Charts, graphs, and maps are compelling and persuasive tools for communicating insight and information. They are also, when badly or maliciously deployed, sources of confusion, misinformation, and untruth.
Charts as art rather than science
ML practitioners often visualize potential training datasets to understand their usefulness for models, as well as model outputs to understand performance.
Always ask about the intended context, audience and purpose of a data visualization, whether you are creating or reading one. These three factors are key to graphical communication. The same chart can be useful and insightful, or misleading and exaggerated, in different contexts.1 The intended viewer, and the viewer's level of graph and data literacy, will vary. Design can help or hinder. For example, breathtakingly beautiful charts can be too convoluted to clearly communicate information.
There are no hard and fast rules for how to make a perfect chart, only guidelines and best practices. Visualizing data is as much an art as a science. But when visualizing data, strive, above all, for clarity and honesty. Provide enough information to communicate clearly and accurately, and not so much information that it overwhelms the viewer.

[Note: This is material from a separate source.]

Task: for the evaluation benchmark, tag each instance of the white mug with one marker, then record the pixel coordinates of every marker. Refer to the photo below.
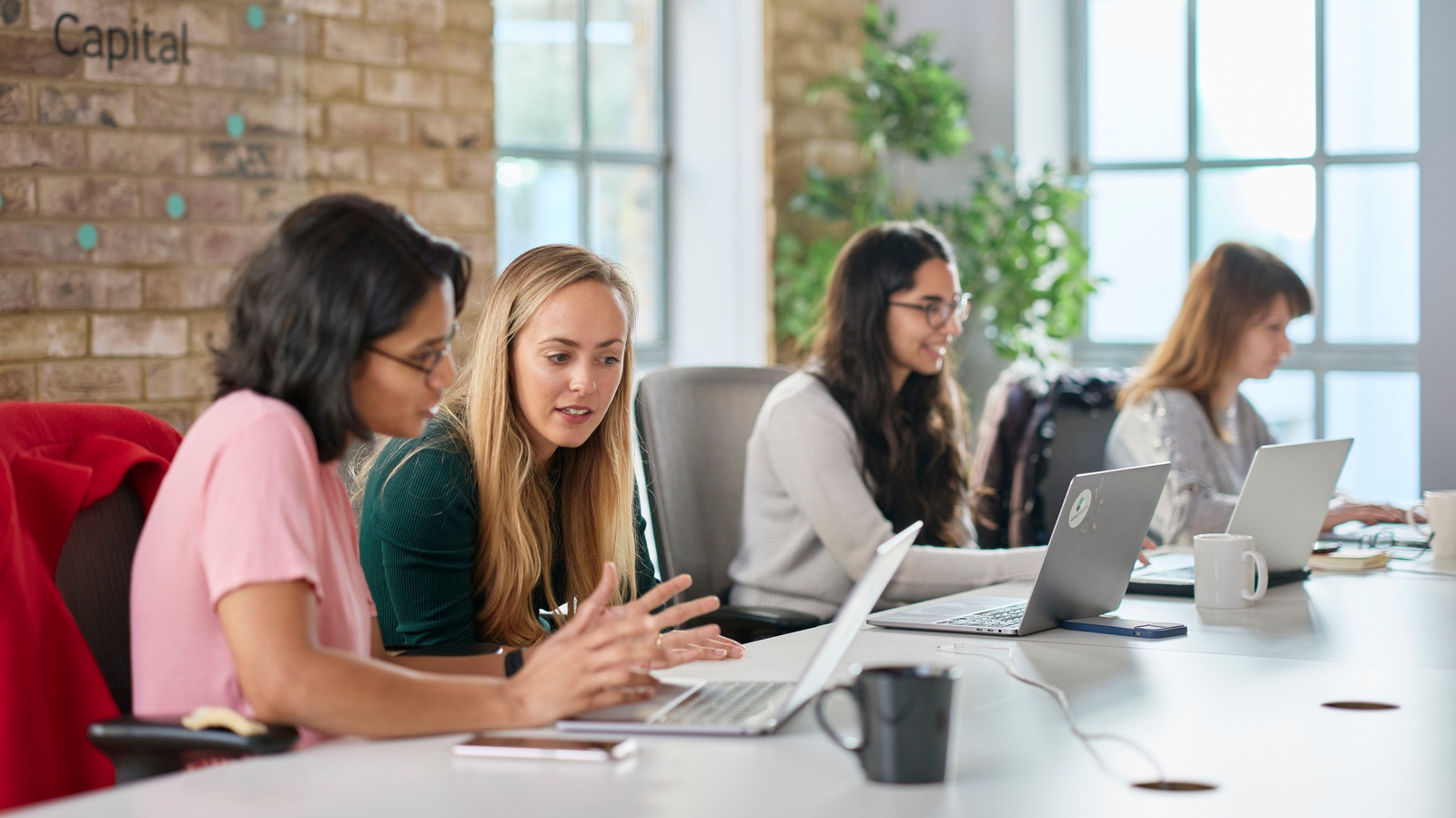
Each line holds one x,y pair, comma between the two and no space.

Scaffolding, content, and misleading moves
Alberto Cairo, in How Charts Lie, splits data visualizations into two parts: scaffolding and content.
A chart's scaffolding includes titles, axes, legends, labels, and the source of the data, if given.
Content includes the visual encoding of the data and any short textual annotations. Methods for visually encoding data commonly include:
- length, as in bar charts
- position, as in scatterplots
- proportional angles, areas, and arcs in pie charts
- color and hue
- more rarely, width and thickness2
All of these elements can be used to mislead. Starting a bar chart at a nonzero baseline, or truncating the longest bars, can create inaccurate perceptions, even if the intent was to save space. See Sarah Leo's essay on data visualization mistakes in the Economist for some examples.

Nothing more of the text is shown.